Yerevan, Armenia
8-16 January

Memorial A. Margaryan. Tournament "A". 7th round


Grebnev or Agasarov: everything will be decided in the 8th round!


Nevertheless, Grebnev caught up with Agasarov! While Benik was struggling for a point with Sorensen, Alexey surprisingly easily dealt with Shahinyan, with whom he shared the second place before. After this, the two main contenders for victory reached 5 points out of 7, and the fate of the tournament should be decided in their face-to-face meeting in the 8th round.


In the first five rounds, Agasarov played such energy-consuming chess that it did not surprise anyone that in the second half of the tournament, he somewhat slowed down. His second consecutive draw should not upset him because when you are 15, sometimes it's better not to rush than to focus all your energy on one separate game but not solve the general task. And a grandmaster's point in the memorial "costs" 6.5 points (or "+4").


Now, for Benik, everything or almost everything will be decided in the game with Grebnev, and in the case of a draw, the final round will certainly not become an empty formality.


The day before, Grebnev painfully missed the victory over Movahed – in the 7th round, Alexey received compensation for that slip in the game with Shahinyan. The success of the Russian was predetermined by the opponent's extremely unsuccessful choice of the opening variation. David got a very poor version of the Modern Benoni: literally all his pieces were passive and cramped, and the standard counterplay in the center and on the queen's flank was not even visible. The white pieces calmly increased the pressure, practically tying up the opponent, and the queen exchange finally freed their hands.


After 26.Qxc3 Nxc3 there was no need to come up with anything: 27.Rc4! and under the threat of losing a piece, black was forced to give up material – 27...Rxb6, and after 28.Bxb6 f5 29.e5! – to resign. Further material losses were inevitable...


In the third position after defeating Shuvalova, Davtyan emerged. A hat-trick in the last three rounds became a worthy reward for Arsen's combative and spirited style of play. If not for the frustrating loss in the 1st round and missed chances at the start in other games, he could and should have joined the battle for victory in the tournament and the coveted point. He has all the necessary qualities!


For example, against the only girl, he behaved far from gentlemanly. Polina, playing with the black pieces, boldly acted in the spirit of the Marshall Attack, offering a pawn sacrifice but received an unexpected counterargument, momentarily losing the thread:


That's where Davtyan confused her with a series of subtle moves: 15.Ng4! Nxg4 16.Qxg4 g6 17.Qh3. After this, it turned out that black couldn't simply defend the e4 pawn.

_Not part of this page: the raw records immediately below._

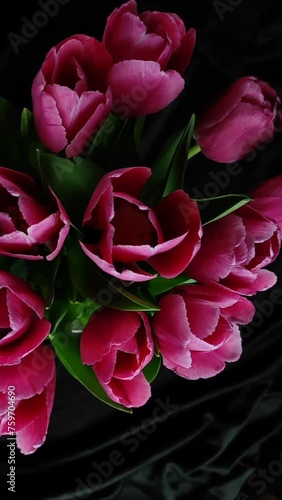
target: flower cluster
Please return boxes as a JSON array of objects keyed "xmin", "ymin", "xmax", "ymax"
[{"xmin": 0, "ymin": 0, "xmax": 281, "ymax": 455}]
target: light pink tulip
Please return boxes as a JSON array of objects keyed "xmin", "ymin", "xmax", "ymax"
[
  {"xmin": 186, "ymin": 204, "xmax": 280, "ymax": 295},
  {"xmin": 195, "ymin": 76, "xmax": 281, "ymax": 163},
  {"xmin": 103, "ymin": 0, "xmax": 196, "ymax": 116},
  {"xmin": 250, "ymin": 174, "xmax": 282, "ymax": 233},
  {"xmin": 153, "ymin": 284, "xmax": 255, "ymax": 380},
  {"xmin": 103, "ymin": 0, "xmax": 195, "ymax": 73},
  {"xmin": 32, "ymin": 34, "xmax": 113, "ymax": 158},
  {"xmin": 108, "ymin": 60, "xmax": 185, "ymax": 116}
]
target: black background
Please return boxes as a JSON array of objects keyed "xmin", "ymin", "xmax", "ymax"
[{"xmin": 0, "ymin": 1, "xmax": 282, "ymax": 499}]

In the case of 17...f5 there follows 18.f3! exf3 19.Nxf3, and around the king, there are too many weak squares – white pieces immediately swarm around the king. In case of 17...Nc6, as Shuvalova played, simply 18.Bxe4! Nxd4 19.Bxb7, and White has a healthy extra pawn.


Black defended selflessly, but they couldn't find solutions against the extra passed pawn. The main question: will Davtyan's streak continue?


The encounter between Ivanov and Mohaved turned out to be very sharp and substantive. Almost for the first time, the St. Petersburg grandmaster found himself in the role of the defender. His ultra-sharp interpretation of the Nimzowitsch Defense almost left him with nothing: White gave up two pawns, getting practically nothing in return:

Here, it would have been better for the Iranian, without distracting himself with the white king, to continue with pown gains: 28...Nh2 29.Rd8 Qf2+ 30.Kb3 Rxd8 31.Qxd8+ Kh7, and the opponent has no threats. Instead, the black pieces rushed into the "decisive attack" – 28...Ne1+ 29.Kb3 Rxe3+ 30.Ka2 Nd3 31.Rxb7, until it turned out that an "abort" maneuver was urgently needed. As a result of exchanges a drawn queen endgame arose. 


But it did not save the grandmaster from a fatal mistake when he had only a few moves left for salvation. Playing at the age of 62 with full intensity is not that easy. Meanwhile, Sina demonstrates some wonders of endurance and skill in the endgame: for the third day in a row, his game ends last!


Unfortunately, Babujian's sad streak continued. This time he was closer than ever to a draw – against Ohanyan, but still couldn't hold on in a heavy-piece endgame, burning out due to a weak king. Five consecutive losses and six out of seven rounds – it's painful. What can you do: modern chess, demanding tough and concrete play, is unforgiving to weakness.


Memorial A.Margaryan. Standings after the 7th round: 1-2. Agasarov and Grebnev – 5; 3-5. Davtyan, Ohanyan and Movahed – 4.5; 5. Shahinyan – 4; 7-8. Ivanov and Shuvalova – 2.5; 9. Sorensen – 2; 10. Babujian – 0.5.